1777 Chester County Atlas

Townships

(For source documentation and notes, see: 1777 Atlas Key)

One of the defining moments in Chester County’s long history occurred on September 11, 1777 along the Brandywine Creek in the southern part of the county. Long-time residents or general history enthusiasts may be familiar with the story—General George Washington’s Continental Army stood between the rebel capital of Philadelphia and General William Howe’s advancing British Army. Capturing Philadelphia would deliver a crushing moral and tactical blow to the American war effort, and Howe wanted a quick and decisive end to the rebellion. To prevent the British from reaching Philadelphia, Washington fortified various fords along the eastern side of the Brandywine. He expected Howe to press forward using the Nottingham Road in a direct attack, therefore Washington concentrated the bulk of his army near John Chadd’s ford.

Understanding the Battle of Brandywine can be a bit confusing because a defining aspect of this battle was movement. Eighteenth-century warfare generally featured two massive armies colliding directly together to determine which side had enough manpower and discipline to keep tight formations without buckling under pressure. The Battle of Brandywine, however, featured flanking and maneuvering; fallbacks and retreats; surprise attacks and deception. On that day, the two armies occupied more than thirty square miles in southern Chester County, and many have called this battle the largest of the Revolutionary War. 

To understand the Battle of Brandywine, one needs to understand the movement of both the British and Continental Armies, and to understand that movement, one needs to understand the network of roads as it existed in 1777. With none of the conveniences of modern technology or even paved roads for that matter, transporting thousands of men and their supplies was difficult.
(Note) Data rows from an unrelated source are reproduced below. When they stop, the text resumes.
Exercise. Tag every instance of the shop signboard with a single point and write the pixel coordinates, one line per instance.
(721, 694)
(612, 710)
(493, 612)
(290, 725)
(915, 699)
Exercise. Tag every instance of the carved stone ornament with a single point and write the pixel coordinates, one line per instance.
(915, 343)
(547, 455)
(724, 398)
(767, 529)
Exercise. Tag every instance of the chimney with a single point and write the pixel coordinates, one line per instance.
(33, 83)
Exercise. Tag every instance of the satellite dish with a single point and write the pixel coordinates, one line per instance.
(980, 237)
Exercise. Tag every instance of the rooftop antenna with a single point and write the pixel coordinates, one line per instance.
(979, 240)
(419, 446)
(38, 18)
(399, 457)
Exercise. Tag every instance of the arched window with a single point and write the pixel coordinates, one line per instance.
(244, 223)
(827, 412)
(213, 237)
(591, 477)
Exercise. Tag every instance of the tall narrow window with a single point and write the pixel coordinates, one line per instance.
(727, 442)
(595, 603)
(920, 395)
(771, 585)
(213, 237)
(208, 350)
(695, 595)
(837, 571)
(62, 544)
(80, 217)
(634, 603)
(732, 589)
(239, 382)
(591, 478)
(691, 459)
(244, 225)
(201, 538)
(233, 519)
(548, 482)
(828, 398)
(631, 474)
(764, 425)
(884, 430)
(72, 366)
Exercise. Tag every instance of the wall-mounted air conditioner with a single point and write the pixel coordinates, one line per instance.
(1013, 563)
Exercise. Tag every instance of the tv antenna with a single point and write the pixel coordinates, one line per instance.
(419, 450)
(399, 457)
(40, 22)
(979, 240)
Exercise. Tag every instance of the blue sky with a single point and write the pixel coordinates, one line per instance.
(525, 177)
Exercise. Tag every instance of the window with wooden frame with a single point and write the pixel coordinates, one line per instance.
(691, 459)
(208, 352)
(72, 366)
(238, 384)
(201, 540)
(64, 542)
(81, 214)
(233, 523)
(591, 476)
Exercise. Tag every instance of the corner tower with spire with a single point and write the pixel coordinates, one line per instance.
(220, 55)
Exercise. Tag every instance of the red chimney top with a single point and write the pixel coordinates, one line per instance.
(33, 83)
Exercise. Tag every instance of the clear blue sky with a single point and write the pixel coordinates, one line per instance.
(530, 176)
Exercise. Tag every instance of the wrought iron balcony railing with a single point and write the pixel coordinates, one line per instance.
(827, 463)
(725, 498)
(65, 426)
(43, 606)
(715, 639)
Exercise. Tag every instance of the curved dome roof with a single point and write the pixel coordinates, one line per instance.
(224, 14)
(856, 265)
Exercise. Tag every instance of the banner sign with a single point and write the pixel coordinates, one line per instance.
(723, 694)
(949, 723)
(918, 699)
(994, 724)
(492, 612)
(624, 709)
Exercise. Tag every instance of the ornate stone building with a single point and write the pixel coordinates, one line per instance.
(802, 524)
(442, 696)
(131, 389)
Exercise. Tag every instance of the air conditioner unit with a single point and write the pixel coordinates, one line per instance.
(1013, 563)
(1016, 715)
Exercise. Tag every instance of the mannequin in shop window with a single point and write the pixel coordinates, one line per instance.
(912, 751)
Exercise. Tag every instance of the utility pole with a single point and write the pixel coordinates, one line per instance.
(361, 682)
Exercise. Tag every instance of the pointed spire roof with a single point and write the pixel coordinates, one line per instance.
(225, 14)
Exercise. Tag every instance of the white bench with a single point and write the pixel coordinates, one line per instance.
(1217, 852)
Armies used the most convenient paths to get from point A to point B, and that almost always required using an existing road. 

In 2014, the Heritage Preservation Coordinator, now part of the Chester County Planning Commission, asked the Chester County Archives to reconstruct and map the county road network as it existed in 1777. This information would contribute to an ongoing series of National Park Service American Battlefield Protection grants received by the Chester County Planning Commission. 

Fortunately, the Chester County Archives has a collection of road papers filed in Chester County between 1686 and 2006. But utilizing road papers, especially in the eighteenth and nineteenth centuries, is not as straightforward as most people would expect. To effectively locate and map an existing road system requires an understanding of property ownership along each route in the time period under study. 

For example, in 1771, residents of West Bradford Township petitioned the Chester County Court of Quarter Sessions to lay out a road beginning “In the line of Samuel Hunt’s land in the Lancaster Road,” and ending “In the road near Stephen Harlan’s corner.” They did not use official road names but rather the names of property owners. Therefore, to map the network of 1777 roads surrounding the battlefield, Archives staff had to first map property owners in each township being studied by the grant. This is how the mapping project was born. While the focus of the American Battlefield Protection grants extended beyond the battlefield itself to include troop movements throughout the county, the ultimate goal is to create a county-wide atlas featuring all 1777 property owners and roads. Because mapping a township can take a long time, there is no expected end date for this project. Continue to check back here or follow our Facebook page for updates.

The Chester County Archives is working with the Chester County Planning Commission to create a single interactive map which will feature all the completed townships. The maps listed above will be convenient to print out and study individual townships, while the planned interactive map will be convenient to see the county in its entirety.